An object navigation device is used to track the motion of, for example, a finger or fingerprint. Fingerprint navigation is done by illuminating the finger or fingerprint and tracking its motion across an object surface. As the finger moves across the surface, the motion is detected as a difference of two images recorded by an image sensor over a relatively short time frame. The light reflected by the illuminated finger passes through one or more optical lenses, for example, to change the magnification factor of the image. However, the use of optical lenses results in aberrations, comas, or other image distortion, in particular at the edges of the image. An aperture, or central stop, can be used to correct the aberrations, or distortion, as the light passes through the lenses.
FIG. 1 depicts a conventional air lens structure 10. In particular, the air lens structure 10 is a structure with an immersed medium separating a pair of transmissive surfaces. The air lens structure 10 includes an object surface 12 and an image surface 14. The air lens structure 10 also includes a first portion 24 with a first transmissive surface 16 and a second portion 26 with a second transmissive surface 18. The first transmissive surface 16 and the second transmissive surface 18 are separated by a converging air lens 22, which refracts light at the interfaces with the first and second transmissive surfaces 16 and 18. An aperture or central stop 20 is disposed in the air lens 22 between the first transmissive surface 16 and the second transmissive surface 18. Light reflected by an object at the object surface 12 passes through the first portion 24 and into the air lens 22, which projects the light through the aperture stop 20. The aperture stop 20 controls aberrations from the image as the light travels out of the air lens 22 and into the second portion 26 where the light is focused onto the image surface 14.
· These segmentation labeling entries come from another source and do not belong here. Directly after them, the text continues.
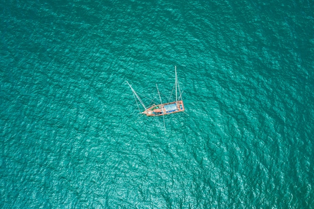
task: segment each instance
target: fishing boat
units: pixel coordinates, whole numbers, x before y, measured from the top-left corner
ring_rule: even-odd
[[[132,92],[133,93],[134,98],[135,99],[135,101],[136,102],[136,104],[137,104],[137,107],[138,107],[138,110],[139,110],[140,113],[143,114],[147,116],[160,116],[162,115],[164,116],[165,116],[165,115],[184,111],[184,105],[183,104],[183,101],[182,100],[182,95],[183,91],[181,92],[180,90],[180,87],[179,84],[178,77],[177,76],[177,66],[175,66],[175,72],[176,74],[176,80],[168,102],[166,103],[163,103],[160,96],[160,92],[159,91],[159,89],[158,89],[158,86],[156,84],[156,87],[157,88],[157,91],[159,96],[160,104],[157,105],[154,104],[151,106],[149,106],[148,107],[146,107],[146,106],[143,103],[142,100],[138,96],[138,94],[133,89],[130,84],[127,81],[126,81],[127,84],[129,85],[129,86],[131,88],[131,90],[132,90]],[[176,90],[176,100],[170,102],[170,100],[171,99],[171,96],[172,95],[172,93],[174,91],[174,89],[175,89]],[[178,96],[178,92],[179,94],[179,97]],[[153,99],[152,101],[153,101]],[[143,111],[141,111],[139,109],[139,106],[138,105],[138,103],[137,102],[138,101],[144,108]]]

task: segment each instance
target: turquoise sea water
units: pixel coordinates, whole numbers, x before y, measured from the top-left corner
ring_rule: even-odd
[[[312,1],[0,11],[0,208],[314,208]]]

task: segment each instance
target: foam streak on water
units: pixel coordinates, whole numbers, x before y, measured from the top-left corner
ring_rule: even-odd
[[[314,207],[314,5],[105,2],[0,3],[0,207]]]

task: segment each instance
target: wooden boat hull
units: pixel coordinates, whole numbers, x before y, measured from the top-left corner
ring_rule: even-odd
[[[154,104],[142,113],[147,116],[160,116],[184,111],[183,101],[181,100],[159,105]]]

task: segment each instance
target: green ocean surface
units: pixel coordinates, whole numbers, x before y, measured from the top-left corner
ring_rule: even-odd
[[[314,208],[312,1],[0,11],[0,208]]]

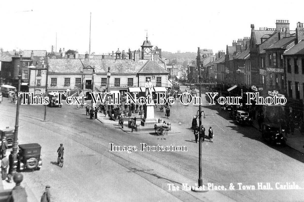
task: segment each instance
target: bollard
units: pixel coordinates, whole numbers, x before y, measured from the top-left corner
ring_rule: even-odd
[[[170,128],[170,130],[171,130],[171,123],[170,123],[170,122],[168,122],[167,123],[167,125],[168,125],[168,126],[169,127],[169,128]]]
[[[135,128],[135,130],[136,130],[136,131],[138,131],[140,129],[140,124],[136,124],[136,127]]]

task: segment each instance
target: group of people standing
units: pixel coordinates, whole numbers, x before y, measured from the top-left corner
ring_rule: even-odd
[[[92,107],[90,109],[90,107],[88,105],[85,107],[85,111],[86,112],[86,115],[90,116],[90,119],[93,119],[93,118],[94,119],[97,119],[97,114],[98,112],[98,110],[96,107],[95,108]]]
[[[199,139],[199,127],[197,125],[197,117],[195,116],[193,117],[193,119],[192,119],[192,124],[191,127],[193,129],[194,134],[194,137],[195,138],[195,143],[197,143],[197,140]],[[202,138],[202,141],[204,142],[205,141],[205,131],[206,129],[204,126],[202,126],[202,133],[201,136],[200,136],[199,141],[200,140],[201,138]],[[210,126],[209,130],[208,130],[208,136],[209,137],[209,141],[210,142],[213,142],[212,141],[213,138],[213,129],[212,127]]]
[[[2,180],[7,178],[7,181],[12,182],[12,177],[13,170],[13,151],[11,151],[11,154],[9,158],[6,157],[6,150],[9,148],[6,137],[5,136],[2,138],[0,149],[1,150],[1,177]],[[7,169],[9,169],[9,174],[7,173]]]

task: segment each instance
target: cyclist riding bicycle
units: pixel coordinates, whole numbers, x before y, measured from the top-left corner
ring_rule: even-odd
[[[62,146],[63,145],[63,144],[61,143],[60,144],[60,146],[58,148],[58,149],[57,150],[57,152],[58,153],[58,159],[60,159],[60,158],[62,158],[63,159],[63,151],[64,150],[64,147]],[[62,156],[62,157],[61,157]],[[59,164],[59,161],[59,161],[57,162],[57,164]]]

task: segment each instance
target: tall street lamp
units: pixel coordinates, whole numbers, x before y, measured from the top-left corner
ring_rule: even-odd
[[[49,74],[49,62],[47,63],[47,73],[46,75],[46,77],[45,78],[45,96],[47,96],[47,80]],[[44,105],[44,118],[42,121],[48,121],[48,120],[47,120],[47,105]]]
[[[111,77],[111,73],[110,72],[110,67],[109,67],[108,68],[108,72],[107,73],[107,77],[108,78],[108,92],[110,91],[110,78]]]
[[[19,114],[20,108],[20,99],[19,93],[21,88],[21,79],[22,77],[22,55],[20,55],[20,62],[19,65],[19,73],[18,75],[18,91],[17,91],[17,106],[16,110],[16,121],[15,124],[15,131],[14,134],[14,143],[13,144],[13,174],[16,173],[17,167],[17,151],[18,150],[18,130],[19,128]]]

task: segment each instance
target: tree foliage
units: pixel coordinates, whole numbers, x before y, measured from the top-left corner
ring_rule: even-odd
[[[192,60],[196,58],[197,55],[197,53],[190,52],[175,53],[166,51],[161,52],[162,58],[167,58],[167,63],[174,63],[177,65],[182,65],[184,67],[186,67],[188,64],[191,63]]]

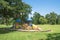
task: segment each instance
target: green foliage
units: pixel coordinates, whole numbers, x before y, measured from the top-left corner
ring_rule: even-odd
[[[60,15],[57,16],[56,22],[57,22],[57,24],[60,24]]]
[[[45,17],[35,12],[32,19],[34,24],[60,24],[60,15],[55,12],[50,12]]]
[[[47,24],[47,19],[45,19],[44,17],[40,17],[39,22],[40,24]]]
[[[37,12],[35,12],[34,13],[34,16],[33,16],[33,23],[34,24],[39,24],[39,18],[40,18],[40,14],[39,13],[37,13]]]

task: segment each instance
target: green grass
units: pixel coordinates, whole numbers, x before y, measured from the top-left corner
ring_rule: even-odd
[[[51,30],[51,32],[19,32],[19,31],[9,31],[5,30],[2,32],[0,30],[0,40],[46,40],[52,36],[60,34],[60,25],[38,25],[43,30]],[[8,27],[0,25],[0,28]],[[51,35],[50,35],[51,34]],[[50,35],[50,36],[49,36]],[[52,37],[54,38],[54,37]],[[55,38],[54,38],[55,39]],[[52,40],[52,39],[51,39]]]

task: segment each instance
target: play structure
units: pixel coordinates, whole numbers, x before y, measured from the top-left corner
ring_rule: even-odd
[[[19,31],[27,32],[27,31],[43,31],[42,28],[37,25],[32,24],[32,19],[27,19],[23,24],[21,23],[21,19],[17,18],[14,23],[14,29],[18,29]],[[46,30],[46,32],[51,30]]]

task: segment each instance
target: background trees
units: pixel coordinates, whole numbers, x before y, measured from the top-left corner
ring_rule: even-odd
[[[31,6],[22,0],[0,0],[0,15],[6,24],[8,24],[9,18],[16,19],[19,17],[24,20],[31,10]]]

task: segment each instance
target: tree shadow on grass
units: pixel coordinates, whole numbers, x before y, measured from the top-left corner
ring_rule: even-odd
[[[60,33],[48,34],[46,40],[60,40]]]
[[[6,33],[9,33],[9,32],[14,32],[16,30],[11,30],[11,27],[8,27],[8,28],[0,28],[0,34],[6,34]]]

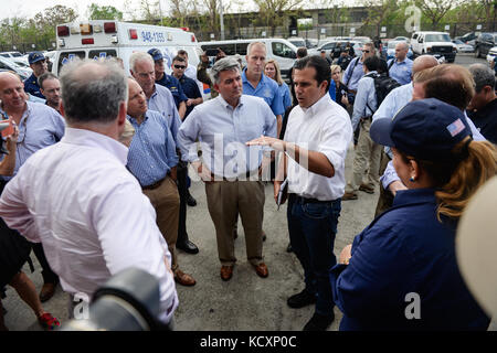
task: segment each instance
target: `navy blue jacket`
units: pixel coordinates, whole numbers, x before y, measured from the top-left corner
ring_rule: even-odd
[[[436,207],[432,189],[400,191],[393,207],[356,236],[349,265],[330,272],[341,331],[487,329],[490,320],[457,267],[456,224],[438,222]],[[405,315],[411,292],[420,296],[419,320]]]
[[[39,98],[45,99],[45,96],[43,96],[40,92],[38,78],[36,76],[34,76],[34,74],[31,74],[31,76],[24,81],[24,92]]]

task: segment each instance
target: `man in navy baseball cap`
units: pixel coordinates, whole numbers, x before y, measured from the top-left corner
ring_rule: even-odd
[[[377,143],[429,161],[450,158],[458,142],[472,137],[464,113],[436,98],[409,103],[393,119],[377,120],[369,132]]]
[[[149,53],[152,57],[154,61],[157,62],[159,60],[163,60],[163,54],[162,52],[157,49],[157,47],[152,47],[151,50],[149,50],[147,53]]]
[[[45,99],[45,97],[40,92],[38,77],[49,71],[46,57],[42,52],[32,52],[30,53],[30,55],[28,55],[28,62],[30,63],[30,67],[33,71],[33,74],[24,81],[24,92],[39,98]]]

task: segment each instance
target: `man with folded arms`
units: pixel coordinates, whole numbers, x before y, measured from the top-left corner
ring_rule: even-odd
[[[219,60],[211,74],[220,95],[193,109],[178,131],[178,145],[182,159],[191,162],[205,182],[221,278],[229,280],[233,275],[236,258],[232,231],[239,213],[248,261],[260,277],[267,277],[261,237],[264,184],[258,175],[271,156],[265,153],[263,159],[262,148],[248,148],[245,142],[261,135],[275,137],[276,117],[263,99],[242,95],[242,76],[235,58]],[[203,161],[197,153],[197,139],[202,146]]]
[[[178,194],[176,145],[162,115],[147,109],[147,97],[140,85],[128,79],[128,120],[135,128],[129,145],[127,168],[138,179],[144,194],[157,213],[157,225],[171,253],[171,269],[175,280],[183,286],[193,286],[195,280],[178,268],[176,242],[180,199]]]

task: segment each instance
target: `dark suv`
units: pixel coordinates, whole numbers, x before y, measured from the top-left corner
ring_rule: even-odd
[[[488,51],[497,45],[497,32],[482,33],[475,40],[475,56],[487,55]]]

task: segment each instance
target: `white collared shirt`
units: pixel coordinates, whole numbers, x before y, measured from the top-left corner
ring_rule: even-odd
[[[309,172],[288,158],[288,192],[303,197],[332,201],[345,192],[345,159],[352,140],[350,117],[328,94],[309,108],[296,106],[289,117],[285,141],[321,152],[334,165],[335,175],[326,178]],[[303,156],[300,154],[300,163]]]
[[[7,184],[0,216],[30,242],[43,243],[64,291],[88,298],[129,267],[160,284],[160,313],[178,307],[171,264],[156,212],[126,169],[128,149],[89,130],[66,128],[61,142],[35,152]],[[166,265],[166,259],[167,264]]]

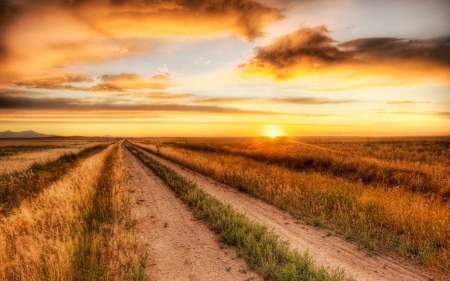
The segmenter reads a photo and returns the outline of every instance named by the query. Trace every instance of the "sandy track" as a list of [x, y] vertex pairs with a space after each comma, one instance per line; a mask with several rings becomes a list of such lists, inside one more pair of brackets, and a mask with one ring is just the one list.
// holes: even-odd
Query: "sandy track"
[[123, 151], [137, 203], [137, 239], [140, 251], [149, 255], [151, 280], [261, 280], [233, 249], [221, 249], [216, 236], [161, 179]]
[[[143, 151], [143, 150], [142, 150]], [[211, 178], [184, 168], [172, 161], [143, 151], [162, 164], [171, 167], [180, 175], [197, 182], [205, 192], [220, 201], [230, 204], [248, 218], [273, 228], [283, 239], [289, 240], [291, 247], [300, 251], [306, 249], [318, 265], [329, 268], [343, 268], [356, 280], [430, 280], [419, 269], [407, 267], [392, 258], [368, 256], [355, 245], [341, 237], [326, 236], [325, 231], [305, 225], [289, 213], [265, 203], [262, 200], [239, 192]]]

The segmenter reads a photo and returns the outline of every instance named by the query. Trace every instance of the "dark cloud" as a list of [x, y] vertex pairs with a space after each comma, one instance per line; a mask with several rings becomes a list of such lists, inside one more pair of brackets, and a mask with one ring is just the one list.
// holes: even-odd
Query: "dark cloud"
[[219, 106], [182, 105], [182, 104], [123, 104], [114, 102], [90, 102], [89, 100], [74, 98], [32, 98], [23, 95], [0, 94], [0, 111], [130, 111], [130, 112], [185, 112], [210, 114], [248, 114], [248, 115], [275, 115], [283, 114], [271, 111], [243, 110]]
[[401, 38], [362, 38], [337, 45], [361, 62], [423, 61], [450, 67], [448, 38], [431, 40]]
[[[239, 67], [248, 73], [276, 79], [321, 73], [341, 66], [363, 73], [375, 68], [393, 72], [396, 67], [405, 65], [450, 69], [447, 37], [432, 40], [362, 38], [336, 43], [324, 26], [303, 27], [276, 38], [266, 47], [256, 48], [253, 58]], [[400, 74], [408, 74], [408, 71], [417, 69], [403, 67]]]
[[273, 98], [269, 102], [273, 103], [293, 103], [293, 104], [341, 104], [358, 102], [357, 100], [338, 100], [338, 99], [325, 99], [315, 97], [293, 97], [293, 98]]

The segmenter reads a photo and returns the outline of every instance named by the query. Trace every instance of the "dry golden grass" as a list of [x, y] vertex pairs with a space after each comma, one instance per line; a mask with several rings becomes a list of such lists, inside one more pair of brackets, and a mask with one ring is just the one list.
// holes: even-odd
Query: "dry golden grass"
[[[113, 224], [101, 225], [110, 234], [109, 247], [105, 247], [105, 237], [86, 226], [90, 225], [87, 218], [99, 208], [93, 200], [99, 197], [98, 185], [108, 159], [114, 167], [108, 181]], [[89, 253], [100, 253], [103, 263], [98, 268], [104, 268], [109, 280], [140, 280], [134, 278], [139, 274], [141, 257], [129, 225], [132, 219], [123, 190], [123, 165], [117, 145], [110, 146], [84, 160], [36, 198], [22, 202], [12, 215], [1, 218], [0, 280], [106, 280], [90, 270], [97, 259]], [[81, 251], [87, 248], [89, 251]]]
[[0, 150], [12, 146], [42, 146], [44, 148], [42, 150], [35, 150], [31, 152], [14, 153], [11, 156], [0, 158], [0, 174], [9, 174], [16, 171], [22, 171], [27, 169], [33, 163], [53, 161], [61, 155], [67, 153], [78, 153], [79, 151], [87, 147], [95, 146], [98, 144], [107, 144], [107, 142], [90, 142], [77, 140], [0, 140]]
[[370, 250], [408, 257], [450, 276], [450, 204], [401, 187], [366, 185], [295, 171], [249, 157], [140, 144], [141, 147], [335, 230]]

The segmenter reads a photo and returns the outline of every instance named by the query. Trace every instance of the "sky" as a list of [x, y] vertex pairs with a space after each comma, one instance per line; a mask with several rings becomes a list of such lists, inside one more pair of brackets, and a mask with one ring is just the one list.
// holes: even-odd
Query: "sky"
[[0, 0], [0, 131], [450, 135], [448, 0]]

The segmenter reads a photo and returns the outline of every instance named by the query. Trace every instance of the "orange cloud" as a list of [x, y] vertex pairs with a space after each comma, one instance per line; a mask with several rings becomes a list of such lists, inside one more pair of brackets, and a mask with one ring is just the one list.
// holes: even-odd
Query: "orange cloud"
[[[347, 72], [352, 76], [433, 77], [450, 80], [449, 38], [363, 38], [336, 44], [324, 26], [303, 27], [256, 49], [239, 65], [247, 74], [285, 80]], [[424, 75], [424, 69], [427, 69]]]
[[[80, 82], [94, 82], [92, 78], [83, 75], [62, 74], [40, 79], [18, 81], [10, 86], [27, 89], [73, 90], [87, 92], [125, 92], [125, 89], [165, 89], [170, 86], [169, 79], [157, 75], [145, 79], [137, 74], [122, 73], [119, 75], [102, 75], [102, 83], [93, 86], [76, 86]], [[68, 84], [69, 83], [69, 84]]]
[[146, 79], [137, 74], [122, 73], [119, 75], [103, 75], [99, 78], [105, 84], [121, 89], [165, 89], [170, 86], [169, 79], [162, 75]]
[[251, 41], [281, 18], [252, 0], [0, 1], [0, 83], [151, 53], [161, 35], [234, 32]]

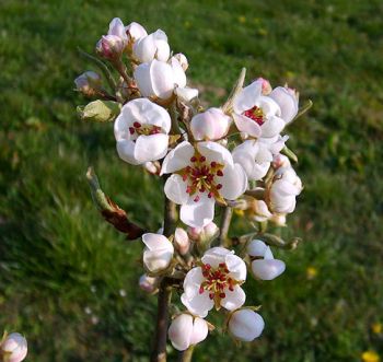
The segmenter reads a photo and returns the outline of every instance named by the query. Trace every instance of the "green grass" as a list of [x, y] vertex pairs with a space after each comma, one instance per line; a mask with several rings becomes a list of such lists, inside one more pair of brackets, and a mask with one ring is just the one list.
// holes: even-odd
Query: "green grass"
[[[382, 354], [383, 336], [371, 332], [383, 323], [382, 13], [378, 0], [1, 1], [0, 329], [26, 335], [31, 361], [148, 361], [155, 299], [137, 288], [141, 245], [101, 220], [84, 173], [92, 164], [151, 230], [161, 185], [118, 159], [111, 125], [77, 119], [85, 101], [72, 91], [91, 67], [77, 46], [92, 51], [119, 16], [163, 28], [212, 105], [243, 66], [247, 80], [288, 82], [314, 102], [288, 129], [305, 188], [283, 234], [305, 242], [278, 254], [288, 265], [278, 280], [247, 284], [264, 335], [236, 347], [216, 331], [196, 361]], [[312, 280], [307, 267], [318, 271]]]

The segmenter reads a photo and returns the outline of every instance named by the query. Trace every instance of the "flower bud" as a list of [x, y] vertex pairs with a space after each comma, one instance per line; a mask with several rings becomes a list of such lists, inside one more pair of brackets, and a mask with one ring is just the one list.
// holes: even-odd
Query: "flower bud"
[[130, 47], [132, 47], [138, 39], [148, 36], [144, 27], [136, 22], [132, 22], [128, 26], [125, 26], [125, 32], [128, 37], [128, 44]]
[[96, 52], [98, 56], [115, 60], [118, 59], [126, 47], [126, 42], [115, 35], [103, 35], [96, 44]]
[[214, 141], [228, 133], [230, 122], [231, 118], [220, 108], [209, 108], [192, 118], [190, 129], [197, 141]]
[[134, 45], [134, 55], [141, 63], [153, 59], [167, 61], [170, 54], [167, 36], [161, 30], [139, 38]]
[[184, 229], [177, 227], [174, 234], [174, 246], [181, 255], [188, 253], [190, 248], [189, 237]]
[[198, 96], [198, 90], [194, 87], [176, 87], [174, 91], [175, 95], [183, 103], [190, 103]]
[[135, 80], [142, 96], [169, 100], [175, 87], [186, 85], [186, 75], [176, 59], [171, 63], [156, 59], [137, 67]]
[[172, 322], [169, 328], [169, 338], [175, 349], [185, 351], [190, 346], [205, 340], [208, 331], [206, 320], [184, 313]]
[[155, 277], [149, 277], [147, 273], [144, 273], [140, 277], [138, 283], [144, 292], [153, 293], [156, 290], [158, 279]]
[[0, 345], [0, 355], [3, 362], [21, 362], [27, 353], [26, 339], [20, 334], [9, 335]]
[[100, 74], [91, 70], [82, 73], [74, 80], [76, 89], [86, 96], [96, 95], [101, 89]]
[[205, 243], [218, 234], [219, 227], [209, 222], [205, 227], [188, 227], [187, 232], [193, 241]]
[[271, 93], [272, 87], [271, 87], [270, 82], [267, 79], [258, 78], [256, 81], [262, 82], [262, 94], [263, 95], [268, 95]]
[[147, 246], [143, 250], [143, 264], [151, 272], [166, 269], [173, 258], [174, 247], [167, 237], [160, 234], [147, 233], [142, 235]]
[[234, 312], [229, 320], [229, 331], [237, 340], [251, 342], [258, 338], [265, 328], [264, 318], [252, 310]]
[[175, 56], [173, 56], [172, 58], [177, 59], [182, 69], [184, 69], [184, 71], [186, 72], [187, 68], [189, 68], [189, 62], [187, 61], [187, 58], [185, 57], [185, 55], [182, 52], [178, 52]]

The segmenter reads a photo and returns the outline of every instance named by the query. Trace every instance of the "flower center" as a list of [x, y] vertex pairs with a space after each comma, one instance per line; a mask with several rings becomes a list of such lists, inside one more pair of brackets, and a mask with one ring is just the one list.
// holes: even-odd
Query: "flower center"
[[206, 162], [206, 157], [196, 153], [190, 159], [190, 165], [183, 168], [179, 174], [183, 180], [187, 183], [186, 192], [190, 196], [196, 195], [194, 201], [199, 201], [198, 192], [207, 192], [208, 198], [214, 197], [221, 199], [219, 190], [222, 188], [217, 177], [223, 176], [223, 165], [218, 162]]
[[129, 127], [129, 133], [137, 135], [137, 136], [150, 136], [150, 135], [158, 135], [162, 133], [161, 127], [153, 126], [153, 125], [141, 125], [139, 121], [135, 121], [132, 127]]
[[199, 294], [209, 293], [209, 297], [214, 300], [216, 305], [220, 305], [221, 299], [227, 296], [224, 290], [234, 291], [236, 281], [229, 276], [229, 269], [224, 262], [218, 268], [211, 268], [209, 264], [202, 264], [202, 276], [205, 281], [199, 287]]
[[254, 106], [253, 108], [245, 110], [243, 115], [247, 118], [255, 120], [259, 126], [262, 126], [266, 120], [264, 112], [262, 110], [262, 108], [257, 106]]

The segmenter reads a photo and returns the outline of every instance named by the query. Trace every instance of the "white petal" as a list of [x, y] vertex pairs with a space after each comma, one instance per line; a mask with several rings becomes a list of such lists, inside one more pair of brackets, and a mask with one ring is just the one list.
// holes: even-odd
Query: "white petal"
[[241, 307], [246, 301], [246, 294], [240, 285], [234, 285], [234, 290], [224, 290], [227, 296], [221, 300], [221, 305], [228, 311], [234, 311]]
[[285, 128], [285, 120], [277, 116], [270, 116], [267, 120], [260, 126], [262, 137], [275, 137], [278, 136]]
[[171, 62], [172, 70], [173, 70], [174, 84], [177, 85], [178, 87], [186, 86], [185, 71], [182, 68], [179, 61], [175, 58], [172, 58], [170, 60], [170, 62]]
[[135, 157], [140, 163], [161, 160], [166, 155], [167, 144], [167, 135], [141, 135], [136, 140]]
[[228, 255], [225, 257], [225, 264], [233, 279], [237, 281], [246, 280], [246, 264], [239, 256]]
[[246, 247], [246, 252], [249, 256], [264, 257], [267, 249], [267, 245], [259, 240], [251, 241]]
[[177, 174], [173, 174], [166, 179], [164, 191], [166, 197], [177, 205], [187, 202], [189, 195], [186, 192], [187, 184]]
[[229, 249], [221, 247], [221, 246], [216, 246], [216, 247], [208, 249], [204, 254], [201, 261], [205, 265], [207, 265], [207, 264], [210, 265], [211, 268], [218, 268], [218, 266], [221, 262], [225, 262], [227, 256], [232, 255], [232, 254], [234, 254], [233, 250], [229, 250]]
[[208, 336], [209, 328], [208, 324], [206, 320], [196, 317], [194, 319], [194, 325], [193, 325], [193, 332], [192, 332], [192, 338], [190, 338], [190, 345], [197, 345], [201, 342], [202, 340], [206, 339]]
[[150, 63], [144, 62], [139, 65], [135, 72], [135, 80], [137, 82], [137, 86], [141, 92], [142, 96], [152, 96], [154, 94], [153, 84], [150, 75]]
[[190, 313], [201, 318], [205, 318], [209, 311], [214, 306], [214, 302], [210, 300], [209, 293], [206, 291], [204, 291], [202, 294], [197, 293], [194, 297], [187, 297], [184, 293], [181, 295], [181, 302]]
[[252, 262], [252, 270], [255, 277], [262, 280], [272, 280], [279, 277], [286, 269], [282, 260], [254, 260]]
[[217, 142], [198, 142], [197, 149], [208, 163], [214, 161], [222, 165], [233, 165], [233, 157], [230, 151]]
[[283, 86], [277, 86], [269, 94], [274, 101], [276, 101], [281, 109], [281, 118], [289, 124], [298, 114], [298, 101], [289, 93]]
[[167, 100], [174, 91], [173, 70], [170, 65], [163, 61], [152, 60], [150, 66], [150, 78], [155, 96]]
[[149, 250], [174, 250], [169, 238], [161, 234], [146, 233], [142, 235], [142, 242]]
[[141, 162], [135, 157], [136, 144], [134, 141], [117, 141], [117, 153], [121, 160], [131, 165], [139, 165]]
[[229, 322], [230, 332], [244, 342], [251, 342], [259, 337], [264, 328], [264, 318], [258, 313], [246, 308], [234, 312]]
[[221, 177], [222, 189], [220, 194], [228, 200], [235, 200], [247, 188], [247, 176], [240, 164], [234, 167], [228, 165], [223, 168]]
[[241, 132], [245, 132], [254, 138], [260, 137], [260, 133], [262, 133], [260, 126], [254, 119], [242, 116], [240, 114], [233, 114], [233, 119], [236, 128]]
[[244, 87], [233, 102], [236, 114], [242, 114], [255, 106], [257, 98], [262, 95], [262, 81], [257, 80]]
[[190, 346], [193, 335], [193, 316], [182, 314], [177, 316], [169, 328], [169, 339], [178, 351], [185, 351]]
[[194, 201], [195, 196], [189, 197], [182, 205], [179, 218], [182, 222], [192, 227], [204, 227], [214, 218], [214, 198], [208, 198], [207, 194], [199, 194], [199, 200]]
[[175, 171], [186, 167], [190, 163], [190, 159], [194, 156], [194, 147], [184, 141], [179, 143], [174, 150], [169, 152], [165, 160], [162, 163], [161, 174], [170, 174]]

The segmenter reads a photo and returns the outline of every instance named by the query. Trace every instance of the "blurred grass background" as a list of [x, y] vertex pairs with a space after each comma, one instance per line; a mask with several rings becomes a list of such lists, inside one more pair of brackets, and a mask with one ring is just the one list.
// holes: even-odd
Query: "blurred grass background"
[[[201, 97], [220, 105], [247, 81], [289, 83], [314, 107], [287, 130], [305, 189], [279, 252], [285, 275], [247, 283], [263, 337], [213, 332], [196, 361], [360, 361], [383, 353], [383, 3], [295, 0], [1, 0], [0, 329], [22, 331], [30, 361], [148, 361], [155, 299], [137, 288], [141, 245], [93, 208], [84, 173], [141, 224], [161, 224], [161, 186], [115, 152], [112, 125], [85, 125], [73, 79], [119, 16], [164, 30]], [[376, 327], [376, 326], [375, 326]], [[379, 330], [378, 330], [379, 331]], [[171, 360], [175, 353], [170, 349]]]

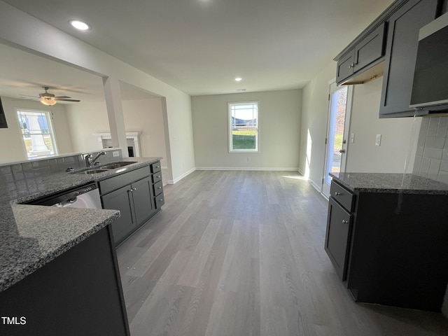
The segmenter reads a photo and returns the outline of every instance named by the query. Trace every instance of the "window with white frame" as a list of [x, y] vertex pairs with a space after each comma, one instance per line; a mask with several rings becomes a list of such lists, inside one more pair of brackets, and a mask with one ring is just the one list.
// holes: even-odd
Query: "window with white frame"
[[258, 151], [258, 102], [228, 103], [229, 151]]
[[57, 154], [50, 111], [18, 108], [17, 116], [28, 158]]

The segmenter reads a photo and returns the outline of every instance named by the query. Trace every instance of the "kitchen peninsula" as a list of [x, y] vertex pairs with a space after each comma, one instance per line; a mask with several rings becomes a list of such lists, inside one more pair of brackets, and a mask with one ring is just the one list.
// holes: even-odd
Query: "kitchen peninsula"
[[354, 299], [440, 312], [448, 185], [413, 174], [330, 176], [325, 248]]
[[120, 159], [134, 163], [100, 174], [1, 178], [0, 335], [129, 335], [111, 229], [119, 211], [20, 203], [158, 160]]

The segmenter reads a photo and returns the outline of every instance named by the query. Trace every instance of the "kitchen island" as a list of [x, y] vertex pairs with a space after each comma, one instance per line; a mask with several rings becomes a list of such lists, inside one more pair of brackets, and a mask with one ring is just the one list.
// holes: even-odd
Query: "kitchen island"
[[129, 335], [111, 224], [117, 210], [25, 205], [148, 166], [0, 181], [0, 335]]
[[448, 185], [413, 174], [330, 176], [325, 248], [354, 299], [440, 312]]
The conventional air lens structure 10 has two separate portions 24 and 26 and an embedded aperture stop 20 within the immersed air lens 22. This configuration of the conventional air lens structure 10 consumes a significant amount of space because of the linear alignment of the optical components, as well as the space required for the insertion of the aperture stop 20 to achieve the desired effect of controlling aberrations in the resulting image. The size of the conventional air lens structure 10 restricts the ability to use the structure in different applications. Additionally, embedding the aperture stop 20 between the first and second transmissive portions 24 and 26 complicates the manufacturing process and, hence, increases cost because the first and second portions 24 and 26 are typically manufactured as separate pieces and are then assembled together.